你气什么呢?”姚雪澄一脸肃杀,“当初爷爷病重昏迷,你在他床前和奶奶吵架,不也是说‘我是他儿子,房子这些就该是我的’?我不过是学你罢了。”
此话一出,宴会厅顿时响起一大片倒抽冷气的声音。在东北这个家庭为重的环境,不孝是大罪,大家本以为不孝的是姚雪澄,一个个和姚建国同仇敌忾,但谁能想到,当老子的竟然是言传身教,在老父亲病重的时候还惦记着家里那点财产。
虽然凭心而论,谁家里没点见不得人的阴私,他们中许多人也没少干和姚建国一样的事,甚至干得更过分的,但那都是藏起来的脏事,谁也不敢放到台面上来讲,更何况姚家父子是出了名的导演之家,两代导演风格传承,父慈子孝,佳作频出,是电影圈的一段佳话。
可现在佳话变成假话,孝子变成白眼狼。
“大家别听姚雪澄胡编乱造!”邰皓突然站起来,指着姚雪澄骂道,“外公生病的时候,这家伙却早早跑到洛杉矶,玩得昏天暗地,乐不思蜀,让我给撞见了!他根本不可能知道当年舅舅照顾外公有多辛苦……”
姚雪澄眉头微蹙,如果不是话赶话说到这,他一点也不想和邰皓对话,也不想时隔多年还要揭开这段痛心的过往,让爷爷奶奶都不得安宁。

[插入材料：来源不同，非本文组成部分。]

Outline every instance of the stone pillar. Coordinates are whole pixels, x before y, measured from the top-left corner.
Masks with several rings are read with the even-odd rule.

当年他拿着爷爷奶奶给的赞助,满心欢喜去洛杉矶朝圣,得到爷爷病重的消息已经晚了,回到国内没能见上爷爷最后一面,是他此生最大的遗憾,邰皓他怎么敢拿这件事来给他造谣!
“邰皓,”姚雪澄嗓音冷酷,“你真要我把当年你干的好事都说出来?”
“到底谁干的好事,说啊,有种你就说!”
邰皓料定姚雪澄不敢把当年的事抖出来,他们是表兄弟,谁会信他对他有肮脏的心思?他最了解,一个大家族为了表面的美满,可以掩盖多少丑陋,小时候他猥亵姚雪澄的事那么轻而易举揭过,就是最好的例证。
他越想越觉得姚雪澄这种体面人拿自己没辙,哈哈大笑道:“我干什么好事能比得过你养情人假扮男友,来舅舅的婚礼上闹事?”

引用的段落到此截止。